En 1925, la major débutante Universal lance sur le marché Le fantôme de l’opéra, adaptation du roman français éponyme de Gaston Leroux publié quelque quinze ans auparavant. Une version dans laquelle le rôle du fantôme est immortalisé par Lon Chaney, l’homme aux mille visages déjà fulgurant de contorsions et de grimaces naturellement effrayantes deux ans plus tôt dans une autre transposition littéraire francophile où le sieur campait un Quasimodo sautillant et gesticulant en tous sens, immortalisant ainsi la première figure horrifique de l’histoire du septième art. C’est surtout, pour la compagnie, une deuxième incursion plus convaincante dans le monde de l’horreur puisque Le Bossu de Notre-Dame dépeignait avant tout l’histoire claudicante d’un quatuor amoureux. Si le film connaîtra une réédition parlante en 1929, version pour laquelle Lon Chaney refuse d’être doublé, la production tentera en vain durant une décennie de fournir une nouvelle version de son classique.

Un long chemin jalonné de projets avortés qui trouve un débouché au début des années 40. Heure pour la compagnie d’investir davantage le terrain du Technicolor dont les prémisses trichromiques datent déjà de quelques années mais que les récents Autant en emporte le vent, Blanche-Neige et les sept nains et autres Le magicien d’Oz ont consacré, offrant une rivalité féroces aux œuvres en noir et blanc pourtant toujours dominantes sur le marché eu égard des différences pécuniaires qui incombent à l’une et l’autre. Afin d’amoindrir les frais, Lubin réutilise les décors créés pour l’œuvre de 1925 et notamment réutilisés un an plus tard pour le The climax de George Waggner qui offre une première version colorée du visage de Boris Karloff. Un recyclage artistique double (le matériau d’origine et ses décors) qui poursuit sa récupération en recourant à des airs d’opérette tombés dans le domaine public. Recapitalisation importante au vu de l’œuvre finale qui comporte une majeure partie de séquences chantées sur la scène de l’opéra de Paris, au détriment des apparitions du fantôme lui-même pourtant rôle-titre du métrage.
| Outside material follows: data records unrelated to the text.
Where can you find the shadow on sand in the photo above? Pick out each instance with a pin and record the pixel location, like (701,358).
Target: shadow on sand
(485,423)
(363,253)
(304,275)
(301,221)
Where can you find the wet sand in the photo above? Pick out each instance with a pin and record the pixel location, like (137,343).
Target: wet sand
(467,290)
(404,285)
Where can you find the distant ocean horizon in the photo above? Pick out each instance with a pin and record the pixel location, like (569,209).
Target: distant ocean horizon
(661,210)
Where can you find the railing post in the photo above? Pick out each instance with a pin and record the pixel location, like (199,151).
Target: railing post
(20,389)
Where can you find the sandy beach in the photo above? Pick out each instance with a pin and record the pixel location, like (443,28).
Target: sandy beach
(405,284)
C’est que Lubin concentre l’essentiel de l’intrigue sur les luttes intestines qui ruinent le lieu de pèlerinage des mélomanes du tout Paris et réduit à peau de chagrin les manipulations de l’assassin masqué. Une déformation de l’œuvre qui n’empêche cependant pas l’excellent Claude Rains (dont l’inimitable rire sarcastique hante les esgourdes des spectateurs de L’homme invisible) d’imprégner la pellicule de son charisme et de signer un Enrique Claudin tout aussi convaincant que la version de Chaney.
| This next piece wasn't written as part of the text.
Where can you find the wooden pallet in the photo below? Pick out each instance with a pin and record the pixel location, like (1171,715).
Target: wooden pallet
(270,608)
Décentralisée, l’intrigue perd quelque peu de son charme et ne retrouve que difficilement le lustre qu’elle recouvrait dans l’œuvre de Julian. Le classique horrifique gothique accouche au final d’une comédie musicale empreinte d’un tas de genres entremêlés (le policier et le burlesque notamment) qui s’avère parfois longuette. Bénéficiant d’un Technicolor classieux, l’œuvre n’en constitue pas moins une relecture intéressante et éminemment bariolée de l’écrit de Leroux.